LES WALTERS - a great friend I made in 1979 when he came to Hamilton and started a competing newspaper. Les was off-the-wall, intelligent, and creative. I went to work for him in 1984, but he had this tendency to make fun of me (in front of people), for no reason except to make himself look better. He didn’t need to lower himself to this tactic for he already had the looks, smarts, and lots of witty things to say. And years later, at another paper, he would volunteer me to go with him to talk to some civic club and there too, he would find reasons to verbally shoot me full of holes while the onlookers thought that this was part of his “act,” but it wasn’t. But with God’s grace, I endured.
So young men and women, (hey, before I finish, I have never heard of a ‘wing woman,’ for a really good-looking girl who wants to meet a really good-looking guy at a bar. Is there such a person as a wing woman or wing girl? Just wondering.) if you have read this story and thought that the life of a sidekick is that of glamour, fame, money and posterity, you have arrived at a sad reality that a sidekick’s life is far from these descriptions.
I never implied that (a few rare) sidekicks were not appreciated. They are. They make us better at living our lives.
It’s been said by noted theologians, authors, and sociologists that everything is life is for a reason and everyone fits into a “grand scheme” of things that we as fragile mortals can never grasp. And I have to agree with this.
But I can find no validation or justification to how some sidekicks are treated by their so-called elite friends and bosses. Why would God, in His far-superior thinking, have a reason for allowing certain sidekicks in life to be treated to harshly? I don’t have the answer. Maybe you do.
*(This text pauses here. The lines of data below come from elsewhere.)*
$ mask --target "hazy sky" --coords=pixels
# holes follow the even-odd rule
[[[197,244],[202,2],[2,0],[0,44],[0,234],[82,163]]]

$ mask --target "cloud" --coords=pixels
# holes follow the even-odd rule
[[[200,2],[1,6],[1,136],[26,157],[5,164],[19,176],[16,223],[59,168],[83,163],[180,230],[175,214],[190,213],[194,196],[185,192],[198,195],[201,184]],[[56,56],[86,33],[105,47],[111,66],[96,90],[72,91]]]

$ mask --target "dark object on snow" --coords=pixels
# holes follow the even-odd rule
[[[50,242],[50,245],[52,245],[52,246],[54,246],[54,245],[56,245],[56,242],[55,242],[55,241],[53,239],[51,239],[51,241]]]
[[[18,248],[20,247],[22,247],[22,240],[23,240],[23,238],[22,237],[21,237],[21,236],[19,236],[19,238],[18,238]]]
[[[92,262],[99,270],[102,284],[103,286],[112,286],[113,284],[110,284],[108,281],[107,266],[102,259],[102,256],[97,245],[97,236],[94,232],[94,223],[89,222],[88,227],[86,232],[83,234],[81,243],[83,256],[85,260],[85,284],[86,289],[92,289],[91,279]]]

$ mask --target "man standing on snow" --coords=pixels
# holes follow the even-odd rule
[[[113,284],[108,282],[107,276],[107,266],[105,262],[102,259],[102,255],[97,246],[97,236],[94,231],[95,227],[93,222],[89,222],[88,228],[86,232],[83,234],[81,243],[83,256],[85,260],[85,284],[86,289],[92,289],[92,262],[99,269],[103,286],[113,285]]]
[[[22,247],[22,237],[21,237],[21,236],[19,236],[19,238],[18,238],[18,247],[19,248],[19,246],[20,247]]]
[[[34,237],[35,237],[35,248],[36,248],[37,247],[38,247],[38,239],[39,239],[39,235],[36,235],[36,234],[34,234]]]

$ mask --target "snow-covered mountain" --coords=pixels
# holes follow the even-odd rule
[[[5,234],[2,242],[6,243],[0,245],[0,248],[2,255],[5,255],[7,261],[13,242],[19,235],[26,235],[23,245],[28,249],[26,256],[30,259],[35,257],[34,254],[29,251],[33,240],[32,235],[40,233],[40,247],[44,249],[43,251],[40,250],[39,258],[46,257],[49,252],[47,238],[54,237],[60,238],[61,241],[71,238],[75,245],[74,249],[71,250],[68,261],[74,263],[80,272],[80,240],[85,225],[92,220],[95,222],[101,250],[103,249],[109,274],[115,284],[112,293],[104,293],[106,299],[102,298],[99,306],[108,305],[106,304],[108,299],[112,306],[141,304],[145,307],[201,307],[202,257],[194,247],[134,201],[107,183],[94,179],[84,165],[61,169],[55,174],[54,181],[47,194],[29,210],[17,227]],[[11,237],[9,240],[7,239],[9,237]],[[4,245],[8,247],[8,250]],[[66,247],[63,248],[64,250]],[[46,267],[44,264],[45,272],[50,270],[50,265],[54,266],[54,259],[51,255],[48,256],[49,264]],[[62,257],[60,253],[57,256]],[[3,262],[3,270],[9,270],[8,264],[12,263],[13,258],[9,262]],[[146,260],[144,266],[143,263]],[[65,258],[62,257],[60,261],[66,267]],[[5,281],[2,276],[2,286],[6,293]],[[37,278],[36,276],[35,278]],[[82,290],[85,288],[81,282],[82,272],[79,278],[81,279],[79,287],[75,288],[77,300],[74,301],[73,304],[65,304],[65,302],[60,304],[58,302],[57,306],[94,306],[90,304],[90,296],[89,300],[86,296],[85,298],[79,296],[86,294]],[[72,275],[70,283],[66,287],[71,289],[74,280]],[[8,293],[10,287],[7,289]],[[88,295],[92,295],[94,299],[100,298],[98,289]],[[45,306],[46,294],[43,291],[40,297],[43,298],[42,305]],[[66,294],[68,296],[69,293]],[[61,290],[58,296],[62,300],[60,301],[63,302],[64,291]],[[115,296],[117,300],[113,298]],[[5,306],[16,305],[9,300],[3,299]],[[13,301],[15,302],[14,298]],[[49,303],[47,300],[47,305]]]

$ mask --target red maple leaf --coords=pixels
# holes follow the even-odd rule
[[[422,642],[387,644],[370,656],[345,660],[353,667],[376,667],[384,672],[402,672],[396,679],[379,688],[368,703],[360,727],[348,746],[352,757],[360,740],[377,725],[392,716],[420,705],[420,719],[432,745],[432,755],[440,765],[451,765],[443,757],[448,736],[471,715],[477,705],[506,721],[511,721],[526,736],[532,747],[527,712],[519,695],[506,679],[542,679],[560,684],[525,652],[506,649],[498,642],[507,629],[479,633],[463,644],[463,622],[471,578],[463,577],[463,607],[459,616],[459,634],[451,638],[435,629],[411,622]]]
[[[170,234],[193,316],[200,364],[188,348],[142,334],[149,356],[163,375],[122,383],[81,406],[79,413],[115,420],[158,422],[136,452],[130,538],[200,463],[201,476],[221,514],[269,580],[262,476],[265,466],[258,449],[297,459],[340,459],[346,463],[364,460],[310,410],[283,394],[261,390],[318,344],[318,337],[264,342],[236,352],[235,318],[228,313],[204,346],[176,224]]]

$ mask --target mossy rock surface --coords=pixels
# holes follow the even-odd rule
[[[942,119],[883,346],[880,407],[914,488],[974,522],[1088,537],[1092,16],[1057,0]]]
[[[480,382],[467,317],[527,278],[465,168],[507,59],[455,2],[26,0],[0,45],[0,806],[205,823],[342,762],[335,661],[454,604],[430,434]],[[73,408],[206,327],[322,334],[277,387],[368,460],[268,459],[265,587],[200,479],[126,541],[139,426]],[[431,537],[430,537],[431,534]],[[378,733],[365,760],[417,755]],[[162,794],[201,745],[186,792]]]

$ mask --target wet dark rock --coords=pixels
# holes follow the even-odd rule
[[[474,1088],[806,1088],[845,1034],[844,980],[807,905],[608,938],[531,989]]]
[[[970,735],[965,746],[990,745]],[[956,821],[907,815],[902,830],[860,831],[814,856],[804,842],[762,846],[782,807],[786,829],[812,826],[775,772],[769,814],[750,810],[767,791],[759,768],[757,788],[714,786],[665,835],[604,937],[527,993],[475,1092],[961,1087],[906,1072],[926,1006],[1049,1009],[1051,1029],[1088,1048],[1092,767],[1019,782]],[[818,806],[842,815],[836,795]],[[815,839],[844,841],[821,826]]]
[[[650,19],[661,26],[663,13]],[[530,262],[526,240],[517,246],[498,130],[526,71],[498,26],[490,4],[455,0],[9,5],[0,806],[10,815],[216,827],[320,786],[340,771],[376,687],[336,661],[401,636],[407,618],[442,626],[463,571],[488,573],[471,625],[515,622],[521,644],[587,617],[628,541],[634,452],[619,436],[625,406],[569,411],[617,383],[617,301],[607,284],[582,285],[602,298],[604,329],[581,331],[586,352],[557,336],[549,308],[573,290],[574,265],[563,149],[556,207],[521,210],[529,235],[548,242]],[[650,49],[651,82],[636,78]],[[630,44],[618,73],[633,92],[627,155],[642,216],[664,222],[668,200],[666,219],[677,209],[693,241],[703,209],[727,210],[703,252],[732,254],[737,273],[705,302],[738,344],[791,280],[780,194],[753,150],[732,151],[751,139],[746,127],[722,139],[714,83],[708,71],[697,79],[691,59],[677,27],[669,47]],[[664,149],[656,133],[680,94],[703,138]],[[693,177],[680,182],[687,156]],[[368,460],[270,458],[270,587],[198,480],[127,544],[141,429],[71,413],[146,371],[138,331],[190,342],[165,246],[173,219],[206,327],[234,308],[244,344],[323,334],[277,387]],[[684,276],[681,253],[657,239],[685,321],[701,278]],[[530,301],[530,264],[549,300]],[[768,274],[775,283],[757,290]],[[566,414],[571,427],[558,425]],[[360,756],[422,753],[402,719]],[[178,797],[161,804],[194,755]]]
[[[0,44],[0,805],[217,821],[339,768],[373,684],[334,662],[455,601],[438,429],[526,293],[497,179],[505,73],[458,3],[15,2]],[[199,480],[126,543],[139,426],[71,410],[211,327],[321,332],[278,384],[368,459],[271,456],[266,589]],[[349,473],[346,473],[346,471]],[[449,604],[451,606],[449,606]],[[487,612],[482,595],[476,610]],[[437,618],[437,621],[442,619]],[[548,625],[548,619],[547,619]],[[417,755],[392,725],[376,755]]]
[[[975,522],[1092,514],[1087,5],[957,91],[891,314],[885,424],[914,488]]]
But if sidekicks were around from the beginning of time, then Jesus, when forming His ministry, called 12 disciples, and by our carnal understanding, could be called His sidekicks. And if this is true, He never treated any one of his disciples or apostles like trash to make Himself look better than they looked.
God bless you, the humble, good-hearted and selfless sidekicks of our world. I proudly and without any apology, salute you and am honored to be a part of your distinguished ranks.